Le prince frappa à la porte du scientifique, qui ne tarda pas à pointer le bout de sa moustache.

— Êtes-vous bien installé ?

— Oui, bien plus que dans cette cave et cette maudite cale de bateau ! se mit à rire l’homme en le faisant entrer.

À l’intérieur, un fouillis impressionnant s’imposait. Il y avait des instruments de mesure, des tableaux gribouillés de craies, des papiers en tout genre. Une odeur étrange, âcre, le prit à la gorge.

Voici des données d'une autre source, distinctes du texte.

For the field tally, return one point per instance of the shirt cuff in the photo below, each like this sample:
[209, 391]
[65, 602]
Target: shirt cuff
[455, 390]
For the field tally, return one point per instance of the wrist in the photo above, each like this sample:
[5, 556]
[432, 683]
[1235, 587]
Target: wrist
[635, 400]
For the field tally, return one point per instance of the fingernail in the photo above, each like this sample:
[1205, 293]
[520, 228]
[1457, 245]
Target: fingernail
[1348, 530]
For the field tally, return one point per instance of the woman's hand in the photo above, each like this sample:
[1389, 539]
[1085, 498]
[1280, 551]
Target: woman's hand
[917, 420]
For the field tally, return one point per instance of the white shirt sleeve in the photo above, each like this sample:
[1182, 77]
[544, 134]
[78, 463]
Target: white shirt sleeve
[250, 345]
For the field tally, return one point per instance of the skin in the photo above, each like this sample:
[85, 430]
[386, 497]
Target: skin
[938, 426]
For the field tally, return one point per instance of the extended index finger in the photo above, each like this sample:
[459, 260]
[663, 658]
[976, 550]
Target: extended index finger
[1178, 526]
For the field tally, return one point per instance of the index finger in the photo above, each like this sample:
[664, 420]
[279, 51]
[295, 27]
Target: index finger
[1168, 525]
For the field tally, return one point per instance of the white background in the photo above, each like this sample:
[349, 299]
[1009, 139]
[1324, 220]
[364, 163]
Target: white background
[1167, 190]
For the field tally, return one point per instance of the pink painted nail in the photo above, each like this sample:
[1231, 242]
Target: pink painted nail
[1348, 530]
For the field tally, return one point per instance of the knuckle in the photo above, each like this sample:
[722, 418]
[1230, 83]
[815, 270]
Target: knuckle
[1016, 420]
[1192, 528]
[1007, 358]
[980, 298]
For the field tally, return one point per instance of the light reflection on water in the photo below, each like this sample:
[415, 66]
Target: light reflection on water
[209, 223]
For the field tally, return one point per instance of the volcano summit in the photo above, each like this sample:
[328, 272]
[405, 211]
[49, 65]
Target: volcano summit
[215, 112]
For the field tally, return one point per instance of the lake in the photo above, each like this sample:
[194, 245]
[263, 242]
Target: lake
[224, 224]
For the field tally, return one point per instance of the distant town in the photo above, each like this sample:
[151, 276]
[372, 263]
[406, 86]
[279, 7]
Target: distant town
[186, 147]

— J’ai tout ce qu’il me faut… mis à part quelques énerites, bien sûr… Il me reste des éclats et de la poussière… Mais pas de quoi avancer rapidement.

— Nous vous en trouverons bientôt, le rassura Joren en songeant au capharnaüm qui s’était installé en quelques heures. Avez-vous pris un bain, mon cher ? Il me semble que non, quand je respire à vos côtés.

— Ah ! fit Hubert comme s’il venait de se rappeler quelque chose d’important. Non, je n’en ai pas eu le temps. J’ai tout aménagé en premier, tout n’est pas fini, mais…

— Vous devriez.

— Savez-vous qui aurait pu engager ces assassins ? demanda le chercheur en entassant une pile de documents sur une autre.

— N’importe qui. Rowena travaille avec ceux qui paient le mieux.

— Je soupçonne mes confrères de l’Université de Burr, ou bien des spécialistes de Darovir… Peut-être des arbisiens ? Depuis que j’ai publié mes études dans cette maudite revue scientifique, tout le monde souhaite me les voler !

— Et si c’était l’Église ? questionna Joren en avisant un tabouret de libre.

— L’Église ? Et bien, je ne sais pas… Mes recherches n’ont rien d’hérétiques, étant donné que l’énerite est un don du Père. C’est l’Église qui finançait une partie de mes explorations, lorsque j’étais professeur.

— C’était il y a longtemps... Et depuis, vous avez découvert des machins étonnants sur cette pierre. Les sœurs n’ont pas apprécié votre point de vue.

— Et quoi ! Qu’y puis-je ? s’écria l’homme en se caressant le ventre, la vérité va au-delà de la religion ! Si les Saints Parents ont créé toutes choses, alors l’énerite ne peut pas être horrible ! Elles le disent partout elles-mêmes, l'énerite est un cadeau du Père ! Je suis loyal envers mes mes idées et mes découvertes, elles sont plus importantes que tout au monde.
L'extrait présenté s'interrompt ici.